Vou continuar acompanhando as revistas do Batman (pelo menos por enquanto) por que sou fã do personagem e acredito que o começo decepcionante pode ser corrigido. Mas Dark eu vou continuar comprando por que tem duas séries excelentes (Homem-Animal e Monstro do Pântano), uma que promete (Liga da Justiça Dark) e duas que não comprometem o saldo final (Eu, Vampiro e Ressurreição).

Neste mix a Panini adotou a estranha política de não colocar as capas originais no começo (ou final) das histórias, optando por disponibilizar uma galeria de capas. Como a tal galeria é uma folha de papel com duas capas espremidas na frente e mais duas no verso, perdemos a beleza das capas originais. Uma bola fora difícil de perdoar.

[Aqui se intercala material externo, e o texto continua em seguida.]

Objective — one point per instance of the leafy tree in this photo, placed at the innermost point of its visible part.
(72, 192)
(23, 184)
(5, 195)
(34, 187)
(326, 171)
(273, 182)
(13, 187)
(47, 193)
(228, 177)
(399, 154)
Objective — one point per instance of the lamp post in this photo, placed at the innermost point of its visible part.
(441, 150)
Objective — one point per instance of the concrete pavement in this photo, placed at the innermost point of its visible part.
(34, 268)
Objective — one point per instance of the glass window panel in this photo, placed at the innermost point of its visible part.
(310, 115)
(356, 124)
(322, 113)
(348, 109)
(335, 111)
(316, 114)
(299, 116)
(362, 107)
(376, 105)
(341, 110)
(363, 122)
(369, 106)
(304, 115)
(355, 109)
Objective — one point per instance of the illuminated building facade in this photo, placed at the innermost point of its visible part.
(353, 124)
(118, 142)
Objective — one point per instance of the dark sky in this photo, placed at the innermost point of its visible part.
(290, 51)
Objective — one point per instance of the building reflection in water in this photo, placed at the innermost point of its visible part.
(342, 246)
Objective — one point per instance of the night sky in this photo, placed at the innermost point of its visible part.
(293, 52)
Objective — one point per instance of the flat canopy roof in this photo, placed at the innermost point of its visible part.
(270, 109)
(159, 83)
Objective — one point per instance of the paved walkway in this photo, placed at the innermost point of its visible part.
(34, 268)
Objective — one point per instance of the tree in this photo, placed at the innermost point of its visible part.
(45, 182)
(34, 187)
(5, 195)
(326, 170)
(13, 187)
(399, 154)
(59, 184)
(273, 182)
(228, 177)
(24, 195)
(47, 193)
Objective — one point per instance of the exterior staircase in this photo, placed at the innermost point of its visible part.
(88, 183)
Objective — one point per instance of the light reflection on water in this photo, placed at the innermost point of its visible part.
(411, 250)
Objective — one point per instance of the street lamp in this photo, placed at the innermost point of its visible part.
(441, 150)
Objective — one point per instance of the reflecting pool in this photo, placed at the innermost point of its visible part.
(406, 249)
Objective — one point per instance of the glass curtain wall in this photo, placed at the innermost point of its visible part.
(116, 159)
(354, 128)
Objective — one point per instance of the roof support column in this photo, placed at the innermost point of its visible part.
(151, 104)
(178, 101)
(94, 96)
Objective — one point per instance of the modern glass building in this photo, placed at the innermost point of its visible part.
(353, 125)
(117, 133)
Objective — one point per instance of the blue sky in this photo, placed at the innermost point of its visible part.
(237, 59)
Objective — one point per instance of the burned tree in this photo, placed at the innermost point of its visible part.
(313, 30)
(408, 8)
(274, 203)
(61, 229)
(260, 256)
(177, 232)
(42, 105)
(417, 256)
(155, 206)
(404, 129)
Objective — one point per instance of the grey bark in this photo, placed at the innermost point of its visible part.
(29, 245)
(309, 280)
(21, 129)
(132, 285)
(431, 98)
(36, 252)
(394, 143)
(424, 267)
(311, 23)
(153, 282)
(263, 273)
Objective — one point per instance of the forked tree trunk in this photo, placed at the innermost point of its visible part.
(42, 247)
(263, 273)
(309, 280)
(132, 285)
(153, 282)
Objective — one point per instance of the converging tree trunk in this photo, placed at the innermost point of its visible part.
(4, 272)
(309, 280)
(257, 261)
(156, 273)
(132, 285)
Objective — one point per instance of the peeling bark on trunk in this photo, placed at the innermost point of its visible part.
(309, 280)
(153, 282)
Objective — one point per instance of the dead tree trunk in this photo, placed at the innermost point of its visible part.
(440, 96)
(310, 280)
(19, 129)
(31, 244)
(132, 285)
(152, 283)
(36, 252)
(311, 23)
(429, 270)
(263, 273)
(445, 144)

Saldo final e resumido (de 1 a 5): Justice League Dark #1 (4), Anima Man #1 (5), Ressurrection Man #1 (3), I, Vampire #1 (3), Swamp Thing #1 (5). Mix (4).

 

— Sergio Barretto teve um passado nebuloso sobre o qual nunca fala. Ninguém sabe ao certo o que ele fazia, mas alguns indícios de ações secretas e aterradoras já desestimularam muita agente a continuar investigando. Hoje é um homem sério, cumpridor de seus deveres e apaixonado por histórias em quadrinhos desde que se entende por gente, e a cada ano faz mais tempo que ele se entende por gente. Faz parte do Quadro a Quadro desde sua criação e costuma ser gente boa, mas as vezes passa a impressão de que seu passado sombrio pode retornar a qualquer momento, pondo a todos em perigo.